We reviewed 27 articles that met criteria, and assessed burden in 14 studies of patients with active UC, and 15 studies of patients with inactive UC (either in clinical remission or post-surgery). Results are presented in Table 1. Across studies, patients with active UC exhibited clinically meaningful differences in all SF-36 domains: mean differences with benchmark samples across studies exceeded CID thresholds for all eight SF-36 domains. Findings across studies of patients with inactive UC showed little or no evidence of disease burden, with mean differences less than CID thresholds for seven of the eight SF-36 domains (all but General Health).
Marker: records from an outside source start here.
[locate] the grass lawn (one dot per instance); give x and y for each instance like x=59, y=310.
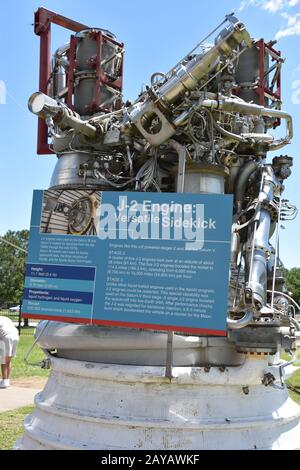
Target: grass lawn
x=11, y=426
x=11, y=422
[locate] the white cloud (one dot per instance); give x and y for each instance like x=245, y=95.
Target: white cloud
x=292, y=26
x=272, y=6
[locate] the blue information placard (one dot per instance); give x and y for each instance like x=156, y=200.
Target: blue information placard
x=145, y=260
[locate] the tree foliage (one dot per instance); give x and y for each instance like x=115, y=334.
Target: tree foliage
x=292, y=278
x=12, y=267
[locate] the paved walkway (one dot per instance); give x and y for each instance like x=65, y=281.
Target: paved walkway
x=20, y=393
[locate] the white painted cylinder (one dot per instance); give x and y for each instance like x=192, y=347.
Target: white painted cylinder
x=88, y=405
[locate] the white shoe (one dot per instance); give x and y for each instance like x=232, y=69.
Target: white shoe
x=4, y=383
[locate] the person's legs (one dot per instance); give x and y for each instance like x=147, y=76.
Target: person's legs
x=3, y=370
x=6, y=368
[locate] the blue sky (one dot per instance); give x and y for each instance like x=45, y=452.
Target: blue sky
x=156, y=35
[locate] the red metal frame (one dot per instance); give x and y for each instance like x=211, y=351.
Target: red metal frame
x=101, y=77
x=263, y=91
x=43, y=19
x=70, y=81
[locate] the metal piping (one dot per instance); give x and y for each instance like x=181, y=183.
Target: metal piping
x=242, y=322
x=242, y=179
x=45, y=107
x=232, y=105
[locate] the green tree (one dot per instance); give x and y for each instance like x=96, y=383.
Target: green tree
x=292, y=278
x=12, y=266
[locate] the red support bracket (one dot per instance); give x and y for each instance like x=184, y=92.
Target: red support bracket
x=43, y=19
x=273, y=91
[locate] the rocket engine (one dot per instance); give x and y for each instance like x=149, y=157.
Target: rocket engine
x=203, y=127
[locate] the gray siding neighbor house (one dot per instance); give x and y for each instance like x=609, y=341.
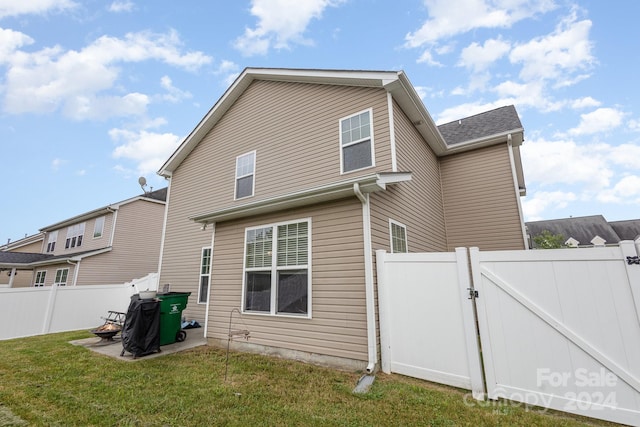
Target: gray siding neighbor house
x=280, y=195
x=112, y=244
x=586, y=231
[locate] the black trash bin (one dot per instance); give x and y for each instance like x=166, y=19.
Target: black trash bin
x=141, y=331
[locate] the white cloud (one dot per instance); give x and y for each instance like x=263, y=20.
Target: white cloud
x=557, y=55
x=76, y=81
x=148, y=150
x=280, y=23
x=584, y=102
x=121, y=6
x=600, y=120
x=16, y=7
x=10, y=41
x=533, y=206
x=626, y=191
x=173, y=93
x=479, y=58
x=447, y=20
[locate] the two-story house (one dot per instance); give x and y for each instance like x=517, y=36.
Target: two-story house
x=112, y=244
x=281, y=194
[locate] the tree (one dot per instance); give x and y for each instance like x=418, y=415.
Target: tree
x=547, y=240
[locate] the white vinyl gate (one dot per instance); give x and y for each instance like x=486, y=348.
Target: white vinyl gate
x=558, y=328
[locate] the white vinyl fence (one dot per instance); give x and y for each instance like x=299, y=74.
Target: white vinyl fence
x=558, y=329
x=35, y=311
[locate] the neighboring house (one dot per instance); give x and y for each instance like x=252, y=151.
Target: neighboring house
x=586, y=231
x=113, y=244
x=282, y=193
x=28, y=244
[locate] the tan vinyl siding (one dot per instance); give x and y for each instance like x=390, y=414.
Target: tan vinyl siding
x=338, y=323
x=294, y=129
x=88, y=242
x=480, y=200
x=136, y=246
x=418, y=203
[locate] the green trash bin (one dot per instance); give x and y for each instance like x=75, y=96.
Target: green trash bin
x=171, y=306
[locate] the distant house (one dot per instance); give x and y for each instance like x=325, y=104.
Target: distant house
x=112, y=244
x=282, y=193
x=586, y=231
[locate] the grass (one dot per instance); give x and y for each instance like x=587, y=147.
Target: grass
x=44, y=380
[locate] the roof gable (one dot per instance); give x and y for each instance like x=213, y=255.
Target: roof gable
x=394, y=82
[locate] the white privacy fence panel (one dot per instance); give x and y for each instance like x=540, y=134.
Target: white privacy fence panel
x=34, y=311
x=427, y=326
x=560, y=329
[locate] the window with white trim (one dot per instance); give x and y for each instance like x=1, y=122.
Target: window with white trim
x=40, y=277
x=398, y=235
x=51, y=241
x=356, y=142
x=74, y=236
x=98, y=227
x=245, y=176
x=277, y=276
x=61, y=277
x=205, y=273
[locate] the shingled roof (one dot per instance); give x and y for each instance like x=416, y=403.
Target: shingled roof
x=585, y=228
x=495, y=122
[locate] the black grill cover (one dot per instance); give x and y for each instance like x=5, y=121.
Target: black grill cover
x=141, y=330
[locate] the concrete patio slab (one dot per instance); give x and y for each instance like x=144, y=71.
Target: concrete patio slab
x=113, y=348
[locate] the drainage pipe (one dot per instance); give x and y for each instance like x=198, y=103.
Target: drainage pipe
x=368, y=279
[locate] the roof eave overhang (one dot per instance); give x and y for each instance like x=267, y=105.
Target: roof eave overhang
x=340, y=190
x=56, y=260
x=79, y=218
x=396, y=83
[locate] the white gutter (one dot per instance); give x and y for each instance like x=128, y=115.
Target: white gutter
x=368, y=279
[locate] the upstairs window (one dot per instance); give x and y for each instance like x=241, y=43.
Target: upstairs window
x=74, y=236
x=51, y=242
x=277, y=279
x=61, y=277
x=356, y=142
x=40, y=276
x=205, y=272
x=245, y=168
x=398, y=234
x=98, y=228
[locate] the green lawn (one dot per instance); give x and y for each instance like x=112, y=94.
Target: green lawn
x=45, y=380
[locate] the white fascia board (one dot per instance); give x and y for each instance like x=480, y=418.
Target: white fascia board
x=335, y=191
x=79, y=218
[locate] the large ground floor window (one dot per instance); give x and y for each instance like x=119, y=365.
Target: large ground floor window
x=277, y=276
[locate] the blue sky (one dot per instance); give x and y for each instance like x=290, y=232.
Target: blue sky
x=94, y=94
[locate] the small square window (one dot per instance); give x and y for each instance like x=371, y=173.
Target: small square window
x=398, y=234
x=245, y=175
x=356, y=142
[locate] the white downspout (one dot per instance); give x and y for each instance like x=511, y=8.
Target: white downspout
x=164, y=230
x=206, y=312
x=76, y=270
x=517, y=190
x=368, y=280
x=12, y=274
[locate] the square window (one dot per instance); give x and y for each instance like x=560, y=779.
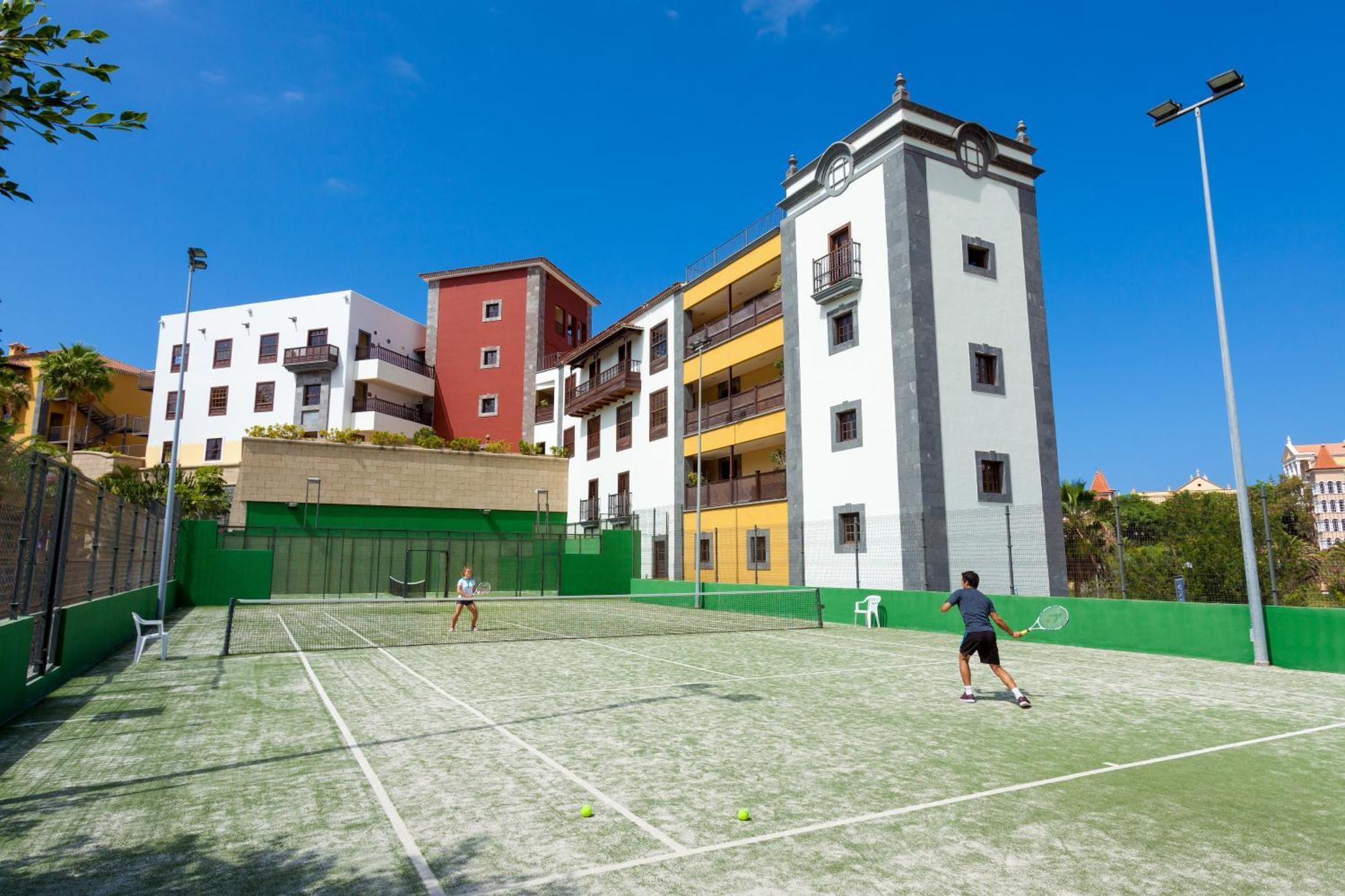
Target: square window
x=625, y=427
x=268, y=348
x=224, y=353
x=978, y=256
x=219, y=401
x=266, y=397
Patients with active UC experience a clinically meaningful burden of disease across all domains of physical and mental functioning and well-being that are captured by the SF-36. Patients with inactive UC are comparable to healthy controls and the general population on these outcomes. These findings support the benefit of effective treatments of UC to reduce the broad and substantial burden on patients' feeling and functioning, or even eliminate this burden, resulting in normalised functioning and well-being. Inclusion of the SF-36 in future studies of UC induction and maintenance will enable assessment of treatment impact on disease burden.